Billet doux-amer

Pour les besoins de la Saint-Valentin, Ammar Bouras a sorti de sa malle à souvenirs les reliques de ses jeunes aventures amoureuses.
“Des lettres d’amour qu’on m’ a envoyées quand j’étais adolescent.” Il en a, ensuite, fait sa matière première pour la construction de “L’être d’amour”, sa toute nouvelle expo qu’accueille, à partir d’aujourd’hui, la galerie Esma  (Riadh El-Feth). Pour les esprits espiègles, inutile de chercher à déchiffrer les caractères qui sillonnent ses tableaux. Le photographe-plasticien a bien pris le soin de les casser et de les éparpiller. Indécodables. “Il faut lire au deuxième degré”, dit Bouras dans un large sourire, à l’occasion d’un pré-vernissage spécial presse (premier du genre). Le deuxième degré, c’est ce combustible qui fait se mouvoir l’artiste, qui travaille à la base sur la photographie. “Une manière d’intervenir sur l’image extérieure pour créer mon monde : des choses abracadabrantes.” L’image extérieure, c’est essentiellement l’être humain. Un objet qu’il déploie menu et haché.
Ici, un bout de jambe, là un bras, là-bas un sein, plus loin un visage, une main, etc. Bien que l’objet en question reste invariable, la technique change sur presque, dans chacune des pièces (au nombre de 38) que compte l’exposition : collage, acrylique, fixateur, film d’impression, photogramme, craie à la cire, tirage argentique, etc. La pièce maîtresse de cette galerie se nomme “Adam et Eve”, un tableau, se déclinant en quatre temps, qui raconte une histoire vieille comme le monde. L’histoire du cadeau d’amour empoisonné. Le serpent ici explose dans les couleurs du printemps. Parce que le plasticien joue, sans cesse, sur le jeu entre gravité et légèreté, bien qu’il tire plus souvent les choses vers le noir. Autre hantise : parfois Bouras aime bien être à l’intérieur des ses pièces. Être son propre objet.

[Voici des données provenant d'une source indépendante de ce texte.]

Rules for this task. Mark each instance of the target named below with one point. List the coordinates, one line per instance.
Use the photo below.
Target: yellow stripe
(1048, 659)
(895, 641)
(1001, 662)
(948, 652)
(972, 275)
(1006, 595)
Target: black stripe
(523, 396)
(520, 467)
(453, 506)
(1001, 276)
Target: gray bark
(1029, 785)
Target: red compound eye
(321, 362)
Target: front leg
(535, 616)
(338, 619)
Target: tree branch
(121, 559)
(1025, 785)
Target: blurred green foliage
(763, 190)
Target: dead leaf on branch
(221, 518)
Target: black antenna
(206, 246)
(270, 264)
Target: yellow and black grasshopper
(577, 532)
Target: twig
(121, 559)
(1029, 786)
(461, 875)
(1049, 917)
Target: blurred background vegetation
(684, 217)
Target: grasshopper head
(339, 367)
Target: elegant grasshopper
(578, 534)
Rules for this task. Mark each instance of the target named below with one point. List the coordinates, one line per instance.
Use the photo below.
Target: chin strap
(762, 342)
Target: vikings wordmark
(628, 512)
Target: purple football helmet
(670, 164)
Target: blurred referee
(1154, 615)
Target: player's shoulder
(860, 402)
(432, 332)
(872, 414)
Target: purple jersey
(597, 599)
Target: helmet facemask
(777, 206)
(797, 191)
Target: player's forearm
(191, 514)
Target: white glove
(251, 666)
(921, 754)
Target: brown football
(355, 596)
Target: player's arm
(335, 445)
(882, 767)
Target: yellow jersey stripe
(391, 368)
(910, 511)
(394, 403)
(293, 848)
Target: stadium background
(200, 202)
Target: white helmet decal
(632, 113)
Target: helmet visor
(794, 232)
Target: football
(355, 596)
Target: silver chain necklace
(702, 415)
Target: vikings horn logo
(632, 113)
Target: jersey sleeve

Dans la série “Visages”, il fait sortir un cri d’un visage, le sien, sa propre silhouette, sa bouche grande ouverte. À débusquer. Et puis, il y a ces coins coups de cœur. Ces coins qu’on réserve à ceux qui nous fascinent. Dans Lettre à Egon Schiele, des silhouettes comme passées aux rayons X, il rend hommage au maître de la contorsion humaine, le peintre autrichien à scandale, qui a fait beaucoup parler de ses démons, dans le XVIIIe siècle. Un grand boulimique des corps torturés, comme les aime Ammar Bouras.